The objectives of the recommended actions and enablers are to:

  • Set a strong, clear, enduring framework with a net zero goal to align industry, finance and government efforts on the transition of Australia’s industry
  • Transition to the large-scale, cost-competitive, renewable energy system of the future
  • Accelerate development and demonstration of the emerging technologies needed for Australia to be a net zero emissions superpower
  • Drive deployment of low carbon solutions across the economy, reduce barriers and support investment towards the transition to compete in a decarbonising global economy
  • Develop integrated net zero regions, supply chains and energy network solutions.

While the challenges will be significant, a potential pathway for Australian industry aligned to limiting temperature rise to 1.5°C does exist

This is a moment of opportunity for Australia to align and focus efforts to create a globally competitive, equitable, net zero industrial economy.

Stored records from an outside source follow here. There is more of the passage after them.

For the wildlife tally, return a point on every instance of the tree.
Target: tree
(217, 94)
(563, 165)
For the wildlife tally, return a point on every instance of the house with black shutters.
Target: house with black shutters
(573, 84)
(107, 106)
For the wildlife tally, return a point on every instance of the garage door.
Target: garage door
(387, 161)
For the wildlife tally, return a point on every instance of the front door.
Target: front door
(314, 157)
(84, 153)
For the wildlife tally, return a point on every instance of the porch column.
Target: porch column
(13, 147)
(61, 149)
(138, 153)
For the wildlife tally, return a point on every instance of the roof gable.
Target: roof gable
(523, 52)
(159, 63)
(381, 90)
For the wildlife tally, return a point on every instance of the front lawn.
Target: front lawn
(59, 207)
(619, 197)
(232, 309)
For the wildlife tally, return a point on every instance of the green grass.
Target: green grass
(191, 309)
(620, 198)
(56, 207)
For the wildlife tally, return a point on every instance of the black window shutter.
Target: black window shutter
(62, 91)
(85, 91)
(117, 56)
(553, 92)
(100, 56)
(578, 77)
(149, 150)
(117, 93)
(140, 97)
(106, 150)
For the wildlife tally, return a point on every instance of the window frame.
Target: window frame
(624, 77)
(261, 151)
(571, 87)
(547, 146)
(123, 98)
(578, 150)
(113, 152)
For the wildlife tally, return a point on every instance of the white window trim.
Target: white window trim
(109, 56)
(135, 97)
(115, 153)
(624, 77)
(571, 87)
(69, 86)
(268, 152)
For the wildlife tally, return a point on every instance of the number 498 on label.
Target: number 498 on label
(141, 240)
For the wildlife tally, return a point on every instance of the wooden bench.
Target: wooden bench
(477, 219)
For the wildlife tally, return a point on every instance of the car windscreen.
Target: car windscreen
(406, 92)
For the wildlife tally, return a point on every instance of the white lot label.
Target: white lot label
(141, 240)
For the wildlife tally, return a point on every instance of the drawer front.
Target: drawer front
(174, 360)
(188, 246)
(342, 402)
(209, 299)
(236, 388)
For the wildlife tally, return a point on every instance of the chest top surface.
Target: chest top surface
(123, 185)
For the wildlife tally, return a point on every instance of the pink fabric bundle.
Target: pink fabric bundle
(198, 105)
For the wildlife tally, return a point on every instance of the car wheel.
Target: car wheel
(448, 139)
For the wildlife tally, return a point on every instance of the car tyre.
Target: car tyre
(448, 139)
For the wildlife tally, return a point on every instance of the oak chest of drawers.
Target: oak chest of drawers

The transition will only be achieved if strong, effective and coordinated action is taken across the economy.

Despite the significant short-term hurdles, industry has a critical role to play in decarbonising the energy system to support decarbonisation and economic prosperity.

Importantly, momentum is building across Australia’s economy to decarbonise heavy industry supply chains and commitment from industry is also building towards the long–term transition.